Regardless, it ends, the world goes black, a completely made up score flashes on the screen, and you wind up back at character selection with only five sisters left in the room. And then four and then three and…you get the idea.

If you’re like me, you play through one of these, go "Um. Dude. Um….what?" and wind up on the forums trying to figure out just what the hell happened, where you can read in-depth analysis which proves that either somebody’s a genius or this is some kind of visual poetry with a game engine or we of the internet have way too much time on our hands, or possibly all three.

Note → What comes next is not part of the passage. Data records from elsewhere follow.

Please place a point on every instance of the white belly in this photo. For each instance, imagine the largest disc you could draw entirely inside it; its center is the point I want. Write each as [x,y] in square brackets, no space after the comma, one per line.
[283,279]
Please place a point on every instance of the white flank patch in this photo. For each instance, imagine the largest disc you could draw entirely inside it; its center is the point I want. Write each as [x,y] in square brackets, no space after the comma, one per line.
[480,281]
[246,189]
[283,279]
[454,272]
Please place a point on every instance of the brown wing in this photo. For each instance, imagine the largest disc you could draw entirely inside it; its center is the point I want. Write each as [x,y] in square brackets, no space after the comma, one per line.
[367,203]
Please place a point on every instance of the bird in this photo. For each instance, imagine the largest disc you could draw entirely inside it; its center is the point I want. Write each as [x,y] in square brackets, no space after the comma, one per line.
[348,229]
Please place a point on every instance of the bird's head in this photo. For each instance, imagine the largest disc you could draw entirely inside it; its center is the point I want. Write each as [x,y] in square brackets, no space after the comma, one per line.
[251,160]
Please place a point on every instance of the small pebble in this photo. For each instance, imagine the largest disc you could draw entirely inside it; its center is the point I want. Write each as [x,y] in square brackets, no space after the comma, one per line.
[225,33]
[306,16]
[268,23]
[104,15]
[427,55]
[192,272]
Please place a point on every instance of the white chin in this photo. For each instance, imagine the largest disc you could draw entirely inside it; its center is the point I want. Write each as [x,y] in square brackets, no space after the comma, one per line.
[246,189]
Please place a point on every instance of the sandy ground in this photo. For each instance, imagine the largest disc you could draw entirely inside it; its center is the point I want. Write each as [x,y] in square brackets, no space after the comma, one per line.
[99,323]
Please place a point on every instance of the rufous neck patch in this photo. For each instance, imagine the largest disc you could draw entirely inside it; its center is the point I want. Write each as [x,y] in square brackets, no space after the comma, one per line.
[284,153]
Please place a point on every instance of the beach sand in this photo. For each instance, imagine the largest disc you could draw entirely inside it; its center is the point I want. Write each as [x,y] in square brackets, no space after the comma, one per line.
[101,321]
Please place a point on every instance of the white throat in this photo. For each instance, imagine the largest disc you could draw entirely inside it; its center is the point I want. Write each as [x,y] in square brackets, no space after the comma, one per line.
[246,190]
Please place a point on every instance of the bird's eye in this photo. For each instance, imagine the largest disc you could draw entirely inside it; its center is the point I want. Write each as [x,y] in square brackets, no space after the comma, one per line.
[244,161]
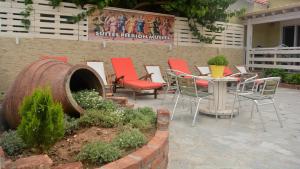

I’m being overly glib here, because what I haven’t yet conveyed adequately is that this game is pretty frickin’ creepy. The music does most of the heavy lifting, and it is seriously unsettling. You spend the whole time knowing something horrible is going to happen to you and wondering what (what actually does happen in the cut-scenes is fairly tame…what happens afterwards is…open to interpretation…) And it’s really quite honestly unsettling in an almost uniquely female way…you really do kinda wander around with a shadow of that sick am-I-about-to-get-in-real-trouble uneasiness that you feel walking through a bad part of town at night, and I’m not talking about just getting mugged. And then, in a really perverse irony, once you figure out how to tell where any given character’s wolf is, you wind up driving them off to their fate deliberately.

It is a sign that I am a bad human being and perhaps too MUCH of a gamer to be the target audience that by about girl four, I was saying "Okay, let’s get you killed!" and sending them toddling off to meet their fate, because hey, I’m a completionist, and I needed to finish the game, if it was a game, which the jury is still out on.

It felt almost more like a piece of…oh, viral marketing, say, where you’re wandering around trying to find clues to patch together what’s going on. In that sense, had there been a little more concrete non-metaphorical stuff, I think they might have attracted a wider audience–I think it’s a place games could go, easily, and do interesting storytelling stuff with. The thing is that people DO give you a lot in video games, because they become the main character–that’s YOU wandering around doin’ stuff, and you have to be an appallingly unlikeable character or weirdly iconic in some way* to avoid that. In that sense, I think this might have been more broadly successful had there been ANY puzzles at all–even just a use-object-on-thing straightforward puzzle, because I think it would have cemented character identification much harder.

Alternately, animal sidekick. Seriously. I have played games with combat engines that would make Jesus projectile vomit because they had an animal sidekick. (Rule of Rose being the major one, but Bard’s Tale gets a nod here too.) Have a confused bunny follow Little Red around, and perhaps nudge her beaten body a few times, and there won’t be a dry eye in the house.

…yes, this is me missing the point. Still. Everything’s better with bunnies.

*See "Rule of Rose" for I-want-to-drown-this-moron, and any of the Riddick games, because you’re always Vin Diesel, and…well…you’re just not cool enough to be Vin Diesel.